Il basso dosaggio aiuta a prevenire sia il primo evento cardiaco che le recidive e i trombi.
Pratica, economica e sicura potrebbe essere la chiave della prevenzione secondaria, con enorme risparmio per la sanità.
Avere più di cento anni e non sentirseli proprio. Potrebbe ben dirlo l’Aspirina che ne ha ormai compiuti 112; nonostante l’età la decana di casa Bayer continua ad uscire senza sosta dagli stabilimenti sparsi in Europa, primo di tutti quello enorme di Bitterfeld, in Germania, per finire nelle case di tutto il mondo con un ruolo importante, essere l’amica del cuore. L’Aspirina, infatti, non è una vecchietta che ha già dato tutto, anzi, continua a riservare sorprese positive confermandosi utile, soprattutto nelle sue formulazioni a basso dosaggio, come arma di prevenzione secondaria verso due dei big killer del nostro tempo: le malattie cardiovascolari e alcune tipologie di cancro. Per la ‘vecchia gloria’ della chimica si prospetta dunque ancora una lunga strada anche se in casa Bayer è da poco arrivato un nuovo nato, il Rivaroxaban, che nel suo uso contro il tromboembolismo venoso potrebbe in parte far da concorrente. Questo nuovo anticoagulante orale ha infatti sempre dimostrato un'efficacia superiore rispetto enoxaparina contro il tromboembolismo venoso: lanciato con successo in oltre 85 paesi ha già trovato applicazione in più di un milione di pazienti. L’Aspirina come prevenzione secondaria negli eventi cardiovascolari
Una dieta inadeguata, fumo, alcool, obesità, diabete e mancanza di esercizio fisico: sono questi i principali fattori di rischio che espongono alle malattie cardiovascolari, le ‘big killer’ del nostro secolo. La mappa del rischio è diversa da continente a continente e da paese a paese, con l’est – Russia e Cina in particolare - che rappresentano oggi una ‘zona rossa’ di grande rilievo vista anche la grande popolosità.
Tutti sanno che primo argine a queste malattie è la prevenzione primaria che si riassume in uno stile di vita sano e attivo. Laddove non arriva la prevenzione primaria e dove i soggetti hanno comunque un rischio cardiovascolare elevato, può però agire un altro tipo di prevenzione, detta ‘secondaria’, che può includere il ricorso ai farmaci.
E qui entra in gioco la vecchia gloria di Bayer, l’Aspirina, il cui principio attivo è l’acido acetilsalicilico (ASA). Questa, nel suo utilizzo a basso dosaggio, si dimostra infatti capace di prevenire gli eventi cardiaci avversi, sia nella loro prima manifestazione che in eventuali recidive.
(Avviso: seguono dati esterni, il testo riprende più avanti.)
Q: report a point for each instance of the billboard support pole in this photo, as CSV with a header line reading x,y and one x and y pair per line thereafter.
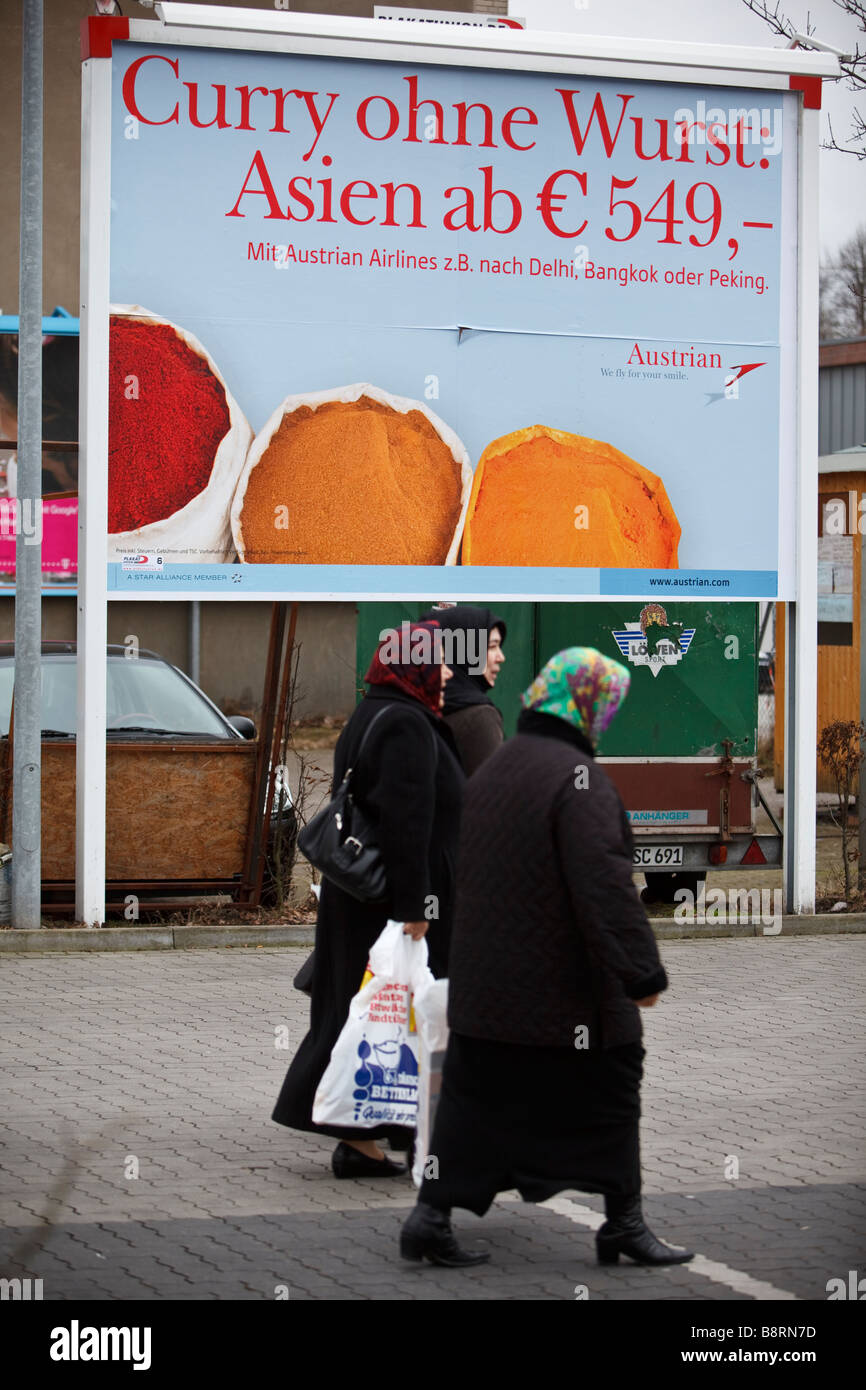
x,y
27,745
93,495
801,637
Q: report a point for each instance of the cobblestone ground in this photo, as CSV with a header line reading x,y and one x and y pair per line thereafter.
x,y
167,1065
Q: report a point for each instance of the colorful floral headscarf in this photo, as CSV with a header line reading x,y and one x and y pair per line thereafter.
x,y
410,658
580,685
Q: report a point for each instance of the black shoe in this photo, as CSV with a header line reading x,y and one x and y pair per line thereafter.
x,y
626,1233
350,1162
428,1235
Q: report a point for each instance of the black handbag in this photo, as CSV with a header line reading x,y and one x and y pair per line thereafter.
x,y
339,841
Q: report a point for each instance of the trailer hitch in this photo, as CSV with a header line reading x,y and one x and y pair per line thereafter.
x,y
726,772
751,776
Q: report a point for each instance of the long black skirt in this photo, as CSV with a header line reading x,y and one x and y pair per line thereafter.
x,y
535,1119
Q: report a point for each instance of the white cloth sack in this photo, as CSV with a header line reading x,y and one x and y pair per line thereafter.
x,y
373,1075
431,1016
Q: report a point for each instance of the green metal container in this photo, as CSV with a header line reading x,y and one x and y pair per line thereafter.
x,y
694,679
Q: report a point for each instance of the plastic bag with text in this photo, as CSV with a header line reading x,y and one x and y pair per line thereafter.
x,y
373,1075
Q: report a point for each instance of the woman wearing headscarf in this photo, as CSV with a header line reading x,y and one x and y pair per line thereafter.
x,y
551,957
474,655
407,781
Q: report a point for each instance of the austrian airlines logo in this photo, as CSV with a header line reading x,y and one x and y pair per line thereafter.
x,y
731,382
654,641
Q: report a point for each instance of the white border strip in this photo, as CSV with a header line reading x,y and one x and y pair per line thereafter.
x,y
93,495
487,45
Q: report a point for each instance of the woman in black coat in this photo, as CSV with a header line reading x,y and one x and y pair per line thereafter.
x,y
410,786
473,640
552,955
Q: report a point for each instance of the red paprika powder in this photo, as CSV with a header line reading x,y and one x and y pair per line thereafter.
x,y
167,414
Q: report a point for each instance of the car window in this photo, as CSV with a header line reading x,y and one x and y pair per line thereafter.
x,y
154,695
141,692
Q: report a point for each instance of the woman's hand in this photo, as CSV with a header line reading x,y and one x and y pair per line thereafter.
x,y
417,929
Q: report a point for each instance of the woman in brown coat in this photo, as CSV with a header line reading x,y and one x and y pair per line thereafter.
x,y
551,961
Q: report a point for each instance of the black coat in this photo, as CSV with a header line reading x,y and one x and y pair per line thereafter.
x,y
549,933
478,733
410,786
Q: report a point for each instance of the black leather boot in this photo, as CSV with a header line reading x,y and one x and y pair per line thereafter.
x,y
427,1235
350,1162
626,1233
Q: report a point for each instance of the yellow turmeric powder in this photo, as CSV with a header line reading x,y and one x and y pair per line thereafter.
x,y
544,496
352,483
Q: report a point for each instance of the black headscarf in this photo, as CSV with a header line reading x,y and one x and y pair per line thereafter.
x,y
464,690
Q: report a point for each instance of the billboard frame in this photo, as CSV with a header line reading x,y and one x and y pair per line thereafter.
x,y
273,31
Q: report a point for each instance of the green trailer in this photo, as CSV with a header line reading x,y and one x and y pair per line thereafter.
x,y
683,749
Che esistesse una correlazione tra l’uso del farmaco ed eventi cardiovascolari fu ipotizzato per la prima volta solo nel 1974, e da allora ad oggi decine di studi scientifici hanno confermato il beneficio. Su questo è stato fatto il punto ad ottobre nel corso di un incontro organizzato a Bitterfeld, in Germania, dove si trova uno dei più grandi stabilimento al mondo di aspirina: fino ad oggi qui sono state prodotto 70 bilioni di scatolette. La medicina ha dunque in mano un’arma di prevenzione importante, la cui sicurezza è stata provata da oltre cent’anni di esperienza e la cui efficacia viene continuamente confermata: uno strumento assolutamente accessibile anche nei paesi meno ricchi per i costi bassissimi, uno dei motivi per cui l’enorme mercato cinese si rivolge proprio a questo farmaco.
L’acido acetilsalicilico ha funzione di antiaggregante piastrinico e per questo ha funzione antitrombotica: previene cioè una eccessiva aggregazione di piastrine che vanno a crete i ‘trombi’ dei ‘grumi’ che possono avere l’effetto di ostruire il passaggio del sangue in una vena o una arteria provocando danni anche gravissimi soprattutto se l’arresto del sangue causa danni al sistema nervoso centrale. Oggi l’aspirina è riconosciuta come il gold standard globale nella prevenzione secondaria per ridurre il rischio di infarto e ictus nei pazienti con malattie cardiovascolari. Inoltre diversi studi hanno mostrato la sua efficacia nel prevenire un primo evento cardiovascolare in un'ampia gamma di soggetti. Ne deriva che se di questo farmaco, pratico, economico e di una sicurezza ormai ampliamente provata potrebbe essere, se se ne facesse un uso più appropriato e diffuso nelle persone a rischio, la vera chiave di volta della prevenzione secondaria, una chiave capace di prevenire migliaia di eventi cardiovascolari in tutto il mondo e far risparmiare si costi sanitari diretti e indiretti.